There is a party with a large number of people. Some people at the party are friends, some aren’t. All friendships are mutual.
Number of friends
Show that there are at least two people at the party who have the same number of friends.
Let \(n\) be the number of people at the party.
Since no one can be friends with themselves, everyone has between 0 and \(n-1\) friends.
If someone has \(n-1\) friends then that person is friends with everyone else, so no one can have 0 friends.
Likewise if someone has 0 friends, no one can have \(n-1\) friends (be friends with everyone).
Thus there are \(n-1\) possible numbers of friends and \(n\) people, so by the pigeon-hole principal, at least two people have the same number of friends.
Mutual friends
Now show that any group of six people contains either 3 mutual friends or 3 mutual strangers.
Imagine the 6 people. Of them, some person \(X\) either has at least 3 friends among the other 5, or at least 3 strangers.
If \(X\) has at least three friends, then either:
- The 3 of them are all mutual strangers.
- At least 2 of them are friends. Then the these 2 and \(X\) are all mutual friends.
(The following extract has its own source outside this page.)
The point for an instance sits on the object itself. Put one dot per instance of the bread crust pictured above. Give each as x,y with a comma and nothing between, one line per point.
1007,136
Both of these satisfy the condition.
If \(X\) has at least three strangers, then either:
- The 3 of them are all mutual friends.
- At least 2 of them are strangers. Then the these 2 and \(X\) are all mutual strangers.
Both of these also satisfy the condition.
General case
In general, if we require there be either a group of \(a\) mutual strangers or \(b\) mutual friends then the minimum sized group of people required is called the Ramsey number: \(R(a,b)\). The case explored in this problem is \(R(3,3) = 6\).